21 Haziran 2011 Salı

Facebook'tan sonra .....

Facebook'un bugün geldiği noktayı kimse inkar edemez, 500 milyondan fazla üyesi bilmem kaç tane ülkede kendi şirketi var. Üye olma yaşı neredeyse 8 ile 80 arası diyeceğim. Okuyabilen, yazabilen ve bir bilgisayarı olan, olmayan herkesin kolaylıkla ücret ödemeden hesap açabileceği bir platform.

Hatta artık evdeki hayvanlarımızın bile facebook'ları var, kendileri yazıp çizmiyor ama boy boy fotoğrafları, gezileri, arkadaşları var facebook'ta.

Ben de çok uzun zamandır kullanıyorum, yüzlerce arkadaşım oldu orada, kendime göre takip ettiklerim var, takip edenlerim var, yazıyorum yorumlar alıyorum, yazılanları okuyorum, yorumluyorum. Yaşamımda güzel olan her şeyi orada paylaşıyorum. Gezdiğim yerlerden aileme, sevgilimden oğluma, iş yerimden arkadaşlarıma kadar. Kim nerede, neler yapıyor öğreniyorum. Doğum günlerini kutluyorum. Yapılan etkinliklere katılıyorum, bazen de kendim etkinlik yapıyorum. Günlük olayları paylaşıyoruz, tartışıyoruz.

Buraya kadar güzel, şimdi kendim bir kaç aydır dondurdum diye bu güzellikleri görmezden gelemem, ama benim derdim başka.

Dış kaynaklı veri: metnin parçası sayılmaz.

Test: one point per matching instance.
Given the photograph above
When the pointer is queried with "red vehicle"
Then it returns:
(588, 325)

Ben yazı yazmayı seviyorum, hani farklı konularda da olsa, oturup yazmak, yazdığımı blogumda görmek istiyorum. Ancak, bunu Facebook ile beraberken yapamıyorum. Orada bir kaç düşüncemi yoruma açtığım da fark ediyorum ki aslında anlatmak istediğim o kadar çok şey var ki, bense orada yorumlar yapıyorum, kendime veya başkalarının yazdıklarına.

Geçtiğimiz aylara baktım, son altı ayıma, iki üç ay kapalı kaldığını da göze alsam dahi, son altı ayda toplam on yazı yazmamışım. Halbuki Facebook hesabımı kapattığımdan bu yana, yani yaklaşık bir ayda kırkın üzerinde yazım olmuş, ilk altı ay da sadece on, son bir ayda kırk.

O yüzden Facebook'tan çıkmak benim tekrar yazılarıma dönmeme neden oldu, yazdıkça fazlasını yazmayı istedim. Yazdıklarımın hepsi okunuyor mu, sanmıyorum ama beni tatmin ediyor. Daha önce yazmıştım bir yazımda terapi gibi geliyor bana. 

Seyrettiğim filmleri yorumlarken, gezdiğim yerleri özetlerken, bir konu hakkında kendimce görüşlerimi aktarırken mutlu oluyorum. Hani bu yazımı kimse okudu mu acaba diye düşünmeden yazıyorum. Blogumda yayınladıktan sonra sigaramı yakıp keyifle yazdığımı okuyorum.

Bu aralar biraz istatistiğe takıldım, bu doğru, nedeni de belli eşik değerlere ulaşmış olmam. Sayfamın görüntülenmesi 99.900 lerde olunca doğal bir 100.000 heyecanı yaşıyorum, doğal diyorum çünkü 110.000 veya 135.000'i böyle beklemeyeceğim. Bir kaç istatistik bilgisine takılmamın nedeni bu :)

Blogumda özetimde şu var " Ben yazmayı seviyorum, siz de okumayı seviyorsanız, hoş geldiniz ".